Additionally, complement components (C3, C4, Ch50), creatine kinase, aldolase, anti-cyclic citrullinated peptide (CCP), anti-La or anti-SSB, thyroid-stimulating hormone, anti-jo1, anti-smith, anti-mi 2, anticardiolipin, lupus anticoagulant, anti-beta-2 glycoprotein 1, anti-Ku, rapid plasma reagin (RPR), anti-scl 70 (topoisomerase antibody), anti-chromatin, anti-histone, and vitamin D studies can be done.

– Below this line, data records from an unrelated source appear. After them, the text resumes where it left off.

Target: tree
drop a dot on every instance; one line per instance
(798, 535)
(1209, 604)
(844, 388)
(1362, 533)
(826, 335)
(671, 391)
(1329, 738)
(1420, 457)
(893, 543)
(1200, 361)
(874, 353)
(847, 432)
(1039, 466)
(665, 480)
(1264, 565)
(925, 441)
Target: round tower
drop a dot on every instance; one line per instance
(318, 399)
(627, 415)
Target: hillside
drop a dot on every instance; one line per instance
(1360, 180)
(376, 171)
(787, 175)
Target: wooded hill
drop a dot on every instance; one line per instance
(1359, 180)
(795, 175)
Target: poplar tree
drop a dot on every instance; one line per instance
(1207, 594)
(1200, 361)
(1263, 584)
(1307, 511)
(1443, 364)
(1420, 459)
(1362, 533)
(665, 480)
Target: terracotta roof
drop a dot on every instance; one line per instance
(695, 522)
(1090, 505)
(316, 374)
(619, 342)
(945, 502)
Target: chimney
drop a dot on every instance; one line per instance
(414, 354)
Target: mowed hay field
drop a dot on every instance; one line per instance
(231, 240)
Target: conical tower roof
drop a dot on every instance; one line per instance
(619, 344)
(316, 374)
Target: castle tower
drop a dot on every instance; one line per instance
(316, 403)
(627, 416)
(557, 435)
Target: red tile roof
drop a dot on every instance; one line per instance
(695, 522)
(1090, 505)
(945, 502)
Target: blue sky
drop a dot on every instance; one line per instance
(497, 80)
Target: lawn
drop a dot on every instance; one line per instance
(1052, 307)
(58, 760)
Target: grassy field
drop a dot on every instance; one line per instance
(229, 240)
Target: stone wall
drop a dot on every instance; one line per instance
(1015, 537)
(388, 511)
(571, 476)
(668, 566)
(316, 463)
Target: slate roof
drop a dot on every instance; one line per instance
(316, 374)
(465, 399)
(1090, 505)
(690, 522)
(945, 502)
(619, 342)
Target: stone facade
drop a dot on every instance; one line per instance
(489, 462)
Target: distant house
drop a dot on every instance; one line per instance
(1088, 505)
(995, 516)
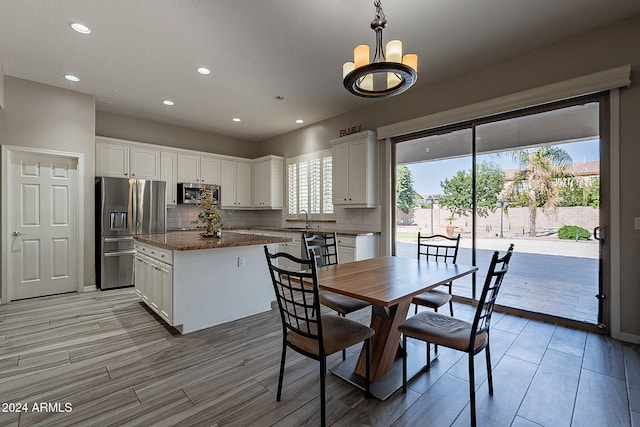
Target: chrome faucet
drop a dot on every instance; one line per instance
(306, 218)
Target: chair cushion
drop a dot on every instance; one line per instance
(441, 329)
(432, 298)
(341, 303)
(338, 333)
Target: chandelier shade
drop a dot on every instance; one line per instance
(386, 75)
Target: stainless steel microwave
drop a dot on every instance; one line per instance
(189, 193)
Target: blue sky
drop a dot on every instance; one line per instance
(427, 176)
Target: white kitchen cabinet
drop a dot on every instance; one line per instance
(144, 163)
(355, 178)
(188, 168)
(268, 182)
(209, 170)
(356, 248)
(198, 169)
(154, 279)
(123, 160)
(169, 174)
(162, 285)
(112, 159)
(142, 278)
(235, 182)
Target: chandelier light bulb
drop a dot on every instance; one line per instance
(387, 74)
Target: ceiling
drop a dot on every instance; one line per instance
(142, 52)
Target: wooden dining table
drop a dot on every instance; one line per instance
(389, 283)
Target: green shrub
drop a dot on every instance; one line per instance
(568, 232)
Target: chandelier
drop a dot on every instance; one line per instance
(387, 75)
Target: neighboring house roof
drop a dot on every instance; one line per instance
(583, 169)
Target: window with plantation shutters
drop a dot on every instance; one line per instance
(309, 185)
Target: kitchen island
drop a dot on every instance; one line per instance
(194, 283)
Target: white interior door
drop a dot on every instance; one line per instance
(43, 222)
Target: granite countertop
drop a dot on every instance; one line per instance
(312, 230)
(191, 240)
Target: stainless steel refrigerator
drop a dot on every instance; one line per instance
(124, 207)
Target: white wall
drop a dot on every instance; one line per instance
(42, 116)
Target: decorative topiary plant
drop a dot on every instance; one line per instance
(569, 232)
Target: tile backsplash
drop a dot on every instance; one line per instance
(346, 219)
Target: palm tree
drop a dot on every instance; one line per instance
(541, 170)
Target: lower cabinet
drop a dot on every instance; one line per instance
(154, 279)
(356, 248)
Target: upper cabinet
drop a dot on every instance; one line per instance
(235, 184)
(125, 160)
(355, 178)
(169, 174)
(245, 183)
(198, 169)
(188, 168)
(144, 163)
(268, 182)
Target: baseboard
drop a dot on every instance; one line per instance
(630, 338)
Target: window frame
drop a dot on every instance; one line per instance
(308, 159)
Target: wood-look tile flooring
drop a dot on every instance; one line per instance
(102, 358)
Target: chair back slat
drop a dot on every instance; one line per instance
(437, 247)
(324, 245)
(497, 270)
(297, 295)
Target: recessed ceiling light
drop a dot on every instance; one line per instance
(81, 28)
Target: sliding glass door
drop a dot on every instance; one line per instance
(530, 179)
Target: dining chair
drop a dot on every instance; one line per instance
(304, 329)
(438, 248)
(469, 337)
(325, 248)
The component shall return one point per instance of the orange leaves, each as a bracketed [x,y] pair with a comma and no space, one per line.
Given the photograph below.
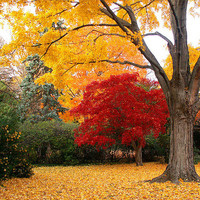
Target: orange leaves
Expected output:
[123,181]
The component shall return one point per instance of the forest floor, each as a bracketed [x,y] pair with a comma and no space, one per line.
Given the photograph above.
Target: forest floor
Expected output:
[120,182]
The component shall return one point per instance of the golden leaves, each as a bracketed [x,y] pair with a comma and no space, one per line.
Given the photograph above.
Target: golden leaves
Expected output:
[122,181]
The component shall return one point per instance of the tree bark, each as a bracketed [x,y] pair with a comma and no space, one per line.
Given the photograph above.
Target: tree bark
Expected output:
[138,156]
[181,159]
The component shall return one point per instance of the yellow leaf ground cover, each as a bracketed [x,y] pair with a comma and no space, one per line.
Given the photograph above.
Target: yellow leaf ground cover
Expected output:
[122,181]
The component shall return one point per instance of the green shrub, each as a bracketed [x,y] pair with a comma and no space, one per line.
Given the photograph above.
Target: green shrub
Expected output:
[49,142]
[157,149]
[13,162]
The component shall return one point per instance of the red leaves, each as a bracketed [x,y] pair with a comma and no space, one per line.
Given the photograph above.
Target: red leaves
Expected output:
[120,108]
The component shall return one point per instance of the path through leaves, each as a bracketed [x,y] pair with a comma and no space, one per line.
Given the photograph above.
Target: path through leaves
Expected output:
[122,181]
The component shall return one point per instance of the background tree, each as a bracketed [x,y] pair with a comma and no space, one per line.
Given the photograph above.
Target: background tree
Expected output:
[122,109]
[39,102]
[120,20]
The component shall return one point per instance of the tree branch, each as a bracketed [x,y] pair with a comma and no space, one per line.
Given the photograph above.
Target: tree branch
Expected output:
[175,17]
[111,61]
[74,29]
[194,84]
[169,43]
[114,17]
[160,35]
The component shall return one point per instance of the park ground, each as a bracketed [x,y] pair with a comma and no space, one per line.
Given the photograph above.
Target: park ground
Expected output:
[120,181]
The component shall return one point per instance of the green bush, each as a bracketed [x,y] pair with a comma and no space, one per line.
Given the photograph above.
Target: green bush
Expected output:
[13,162]
[157,149]
[49,142]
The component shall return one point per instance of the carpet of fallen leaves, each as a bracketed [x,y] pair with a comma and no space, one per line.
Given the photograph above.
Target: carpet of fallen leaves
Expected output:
[121,181]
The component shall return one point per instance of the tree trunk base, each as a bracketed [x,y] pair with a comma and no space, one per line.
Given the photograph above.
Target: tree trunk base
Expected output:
[171,175]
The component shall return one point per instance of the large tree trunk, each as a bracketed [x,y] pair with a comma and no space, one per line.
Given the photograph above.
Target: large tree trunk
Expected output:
[181,159]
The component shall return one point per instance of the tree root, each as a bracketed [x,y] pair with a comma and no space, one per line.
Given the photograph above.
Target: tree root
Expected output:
[169,175]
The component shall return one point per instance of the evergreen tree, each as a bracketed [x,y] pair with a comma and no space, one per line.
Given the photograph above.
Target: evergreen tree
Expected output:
[39,102]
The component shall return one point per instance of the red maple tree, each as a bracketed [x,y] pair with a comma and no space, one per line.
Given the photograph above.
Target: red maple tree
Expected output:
[124,108]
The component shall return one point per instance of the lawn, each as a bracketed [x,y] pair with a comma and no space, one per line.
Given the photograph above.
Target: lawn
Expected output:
[121,181]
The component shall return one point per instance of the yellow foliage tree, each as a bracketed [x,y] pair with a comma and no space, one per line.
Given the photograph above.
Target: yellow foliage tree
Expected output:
[99,34]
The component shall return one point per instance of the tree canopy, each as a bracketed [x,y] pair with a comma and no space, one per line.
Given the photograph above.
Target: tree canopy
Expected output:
[121,110]
[97,35]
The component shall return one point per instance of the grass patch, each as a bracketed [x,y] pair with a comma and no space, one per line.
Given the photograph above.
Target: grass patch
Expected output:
[121,181]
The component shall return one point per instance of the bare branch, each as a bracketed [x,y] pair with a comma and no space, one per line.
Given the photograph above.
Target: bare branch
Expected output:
[114,17]
[175,17]
[111,61]
[169,43]
[74,29]
[107,34]
[194,84]
[129,10]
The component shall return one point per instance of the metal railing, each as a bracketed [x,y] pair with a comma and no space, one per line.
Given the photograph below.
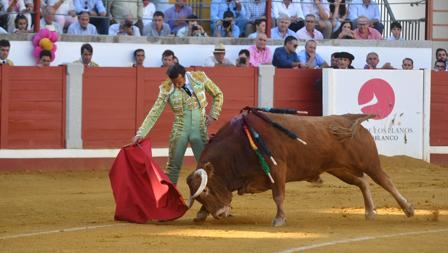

Chest radiographs may be normal or display signs of pleural or pericardial effusion, longstanding pulmonary hypertension, cardiomegaly, or interstitial lung disease.

Chest CT (computed tomography scan) might be required to assess the extent and severity of interstitial lung disease, followed by ultrasonography of the salivary glands to differentiate between UCTD and Sjögren syndrome.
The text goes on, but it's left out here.